Kaf/16: “Andolsun, insani biz yarattik ve nefsinin kendisine fisildadiklarini biliriz ve biz ona sah damarindan daha yakiniz. ”

Yukarıdaki ayetlere göre şefaat yalnızca Allah`ındır ve Allah insana şah damarından daha yakındır. Öyleyse Allah`a yaklaşmak için herhangi bir vasıtaya gerek var mı? Allah bize uzak değil ki.

Bugün, cemaat ve tarikat liderlerinin bir kısmı bu kapsam içerisindedir. Kur`an, kendilerinin bu insanlar sayesinde aydınlığa kavuşacağını inanan kimselerin yaşayacağı hayalkırıklığını olağanüstü bir teşbihle gözler önüne sermektedir:

Ankebut/41: “Allah`tan başka dostlar edinenlerin örneği, kendisine ev edinen dişi örümceğin örneğine benzer. Gerçek şu ki, evlerin en çürüğü (en güvensizi) dişi örümceğin evidir. Keşke bilselerdi!”

Dişi örümcek, türlü cilvelerle kendisine çektiği erkek örümcekle seviştikten sonra erkeğini öldürür. Evet, kendisine zevk ve sefa veren, soyunun devamını sağlayan hemcinsine önce cilve yapar, sonra ihanet eder ve onu katleder. Ayet, Allah`tan gayri dost edinenlerin de sonunun benzer olacağına dikkat çekiyor: Hayalkırıklığı, hüsran ve azap!

Araf Suresi 3. ayet de, doğru yolu bulmak için herhangi bir insana gerek duyulmadığını ifade eder:

“Rabbinizden size indirilene (Kur`an`a) uyun. O`nu bırakıp da başka dostların peşlerinden gitmeyin. Ne kadar da az öğüt alıyorsunuz!

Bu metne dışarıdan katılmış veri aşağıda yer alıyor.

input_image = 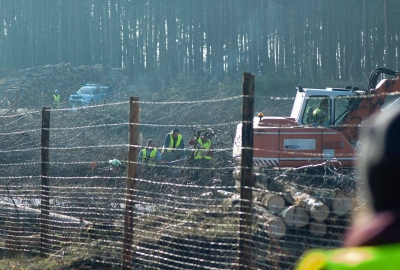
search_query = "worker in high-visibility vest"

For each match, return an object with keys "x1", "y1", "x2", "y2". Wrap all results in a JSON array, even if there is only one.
[
  {"x1": 313, "y1": 98, "x2": 330, "y2": 127},
  {"x1": 296, "y1": 108, "x2": 400, "y2": 270},
  {"x1": 162, "y1": 128, "x2": 184, "y2": 162},
  {"x1": 187, "y1": 131, "x2": 214, "y2": 181},
  {"x1": 53, "y1": 89, "x2": 61, "y2": 107},
  {"x1": 190, "y1": 132, "x2": 213, "y2": 160},
  {"x1": 138, "y1": 139, "x2": 161, "y2": 166}
]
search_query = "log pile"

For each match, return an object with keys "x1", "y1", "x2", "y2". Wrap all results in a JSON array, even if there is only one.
[{"x1": 228, "y1": 162, "x2": 357, "y2": 239}]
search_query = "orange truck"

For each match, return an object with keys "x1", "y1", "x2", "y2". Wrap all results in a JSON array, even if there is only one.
[{"x1": 233, "y1": 68, "x2": 400, "y2": 168}]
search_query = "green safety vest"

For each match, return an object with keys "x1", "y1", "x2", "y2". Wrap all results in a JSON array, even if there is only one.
[
  {"x1": 141, "y1": 148, "x2": 157, "y2": 166},
  {"x1": 53, "y1": 94, "x2": 60, "y2": 105},
  {"x1": 163, "y1": 133, "x2": 182, "y2": 153},
  {"x1": 194, "y1": 138, "x2": 211, "y2": 160},
  {"x1": 313, "y1": 107, "x2": 328, "y2": 126},
  {"x1": 296, "y1": 242, "x2": 400, "y2": 270}
]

Dikkat edilirse, Rabbimiz, hükümlere uymamızı emretmektedir. Kişilere değil! Herhangi bir beşere uymamız gerekseydi, ona göre bir ayet inerdi. Kur`an, emirlerini açıklamakta aciz veya eksik değil ki!

O halde:

“Herkes Kur`an`ı anladığı dilde düşünerek okumakla sorumludur. Eğitim seviyesine, yaşadığı coğrafyaya ve kültüre göre, herkes Kur`an`ı bir yönüyle anlayabilir; ancak bakış açısını geliştirmek, Kur`an`ı daha iyi öğrenebilmek adına, bu konuda tahsil yapanların ve ilim adamlarının kitaplarına da başvurulmalıdır.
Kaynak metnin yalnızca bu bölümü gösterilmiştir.